[Date Prev][Date Next][Thread Prev][Thread Next][Date Index][Thread Index]

Re: [f-cpu] latest gcc & immediate addressing [Was: BOUNCE f-cpu@seul.org:...](fwd)



hi !

devik wrote:

Ehh I forgot .. I fwd my reply to group too as someone might
like to comment something.
---------

<snip>

- logic operations take 9-bit signed immediate operands.

uhh .. my 2.7 manual doesn't state it :( Where can I find it ?

IIRC the 9-bit immediate for ROP2 is composed of a byte with a sign bit.
this can be important when dealing with ASCII characters or bytes from the video framebuffer,
because 7 bits is not enough.
The 9nth bit is not used when SIMD mode is used for byte width, but it's useful
for wider modes (non-SIMD or non-byte modes).

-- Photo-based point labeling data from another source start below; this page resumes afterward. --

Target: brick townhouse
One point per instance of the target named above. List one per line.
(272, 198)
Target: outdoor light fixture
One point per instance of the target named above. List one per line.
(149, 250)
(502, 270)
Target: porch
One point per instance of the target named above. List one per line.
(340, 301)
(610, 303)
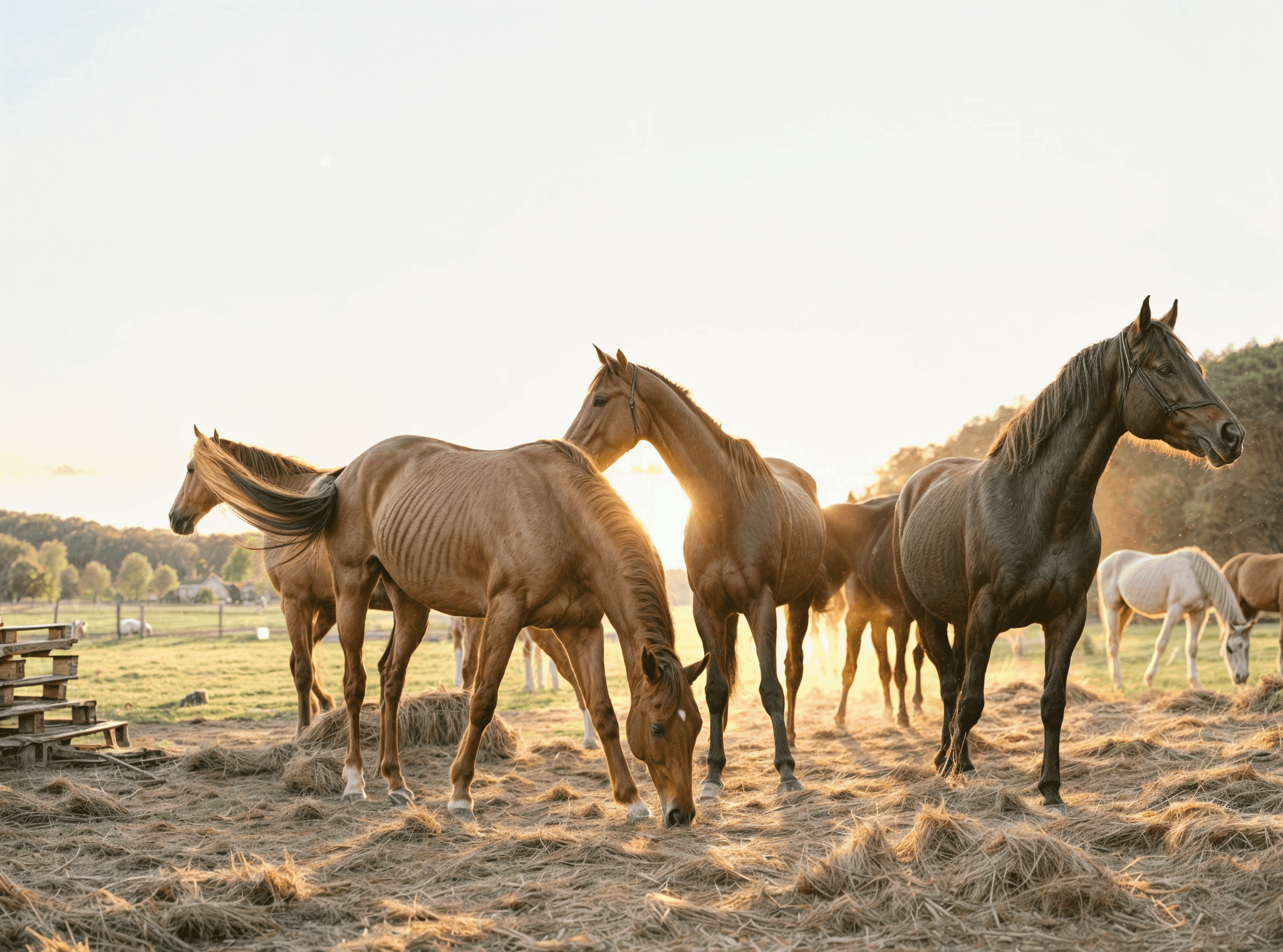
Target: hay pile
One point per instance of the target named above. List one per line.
(313, 761)
(1173, 842)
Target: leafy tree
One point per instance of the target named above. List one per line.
(239, 566)
(95, 582)
(165, 580)
(51, 560)
(68, 582)
(135, 575)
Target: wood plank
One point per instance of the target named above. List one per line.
(36, 647)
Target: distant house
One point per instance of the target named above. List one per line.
(189, 592)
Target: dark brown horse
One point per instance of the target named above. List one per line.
(1009, 541)
(858, 556)
(303, 582)
(754, 541)
(1258, 583)
(529, 536)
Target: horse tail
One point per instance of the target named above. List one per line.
(299, 517)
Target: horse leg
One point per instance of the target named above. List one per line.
(878, 636)
(1061, 637)
(794, 656)
(499, 636)
(353, 584)
(298, 623)
(408, 631)
(585, 649)
(1195, 624)
(854, 636)
(714, 634)
(321, 624)
(901, 629)
(1169, 621)
(762, 624)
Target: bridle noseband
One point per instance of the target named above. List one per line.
(1131, 368)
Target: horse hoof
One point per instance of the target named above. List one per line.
(401, 797)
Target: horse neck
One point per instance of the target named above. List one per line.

- STACK_BOUNDARY must be at least 64 (fullword!). FUNCTION_BOUNDARY
should be the size of a cache line (256 bits). And even more
important: STRICT_ALIGNMENT must be 1 (unaligned memory access
is strictly forbidden).

good point - it is another thing I didn't find in manual. So
that f-cpu needs natural align on all data ?

*all* data :-)
otherwise it traps.

one could program a trap handler for this, but it is left as an exercise for later (much later).

Concerning the 128+ bit versions, a smarter version of the LSU could be made,
but there still is a problem when a word crosses a page...


- The function prologue is wrong. `storei $-8, r62, r61' uses
*post*decrement, not predecrement. I suggest you calculate
the required amount of memory, subtract it from r62, and then
use a temporary register with postincrement for storing
registers and initializing locals.

I know. I simply assume that stack pointer points to next free
slot instead of last used one. Then in prolog I can use post
decrement and save several insn and additional register (which
can save us troubles with register-cache aliasing).
Epilog first substracts 8 from SP - it is ok because at end of
fn there is often a lot of free scheduler slots where this
substract insn fits at no expense (which is not case in prolog).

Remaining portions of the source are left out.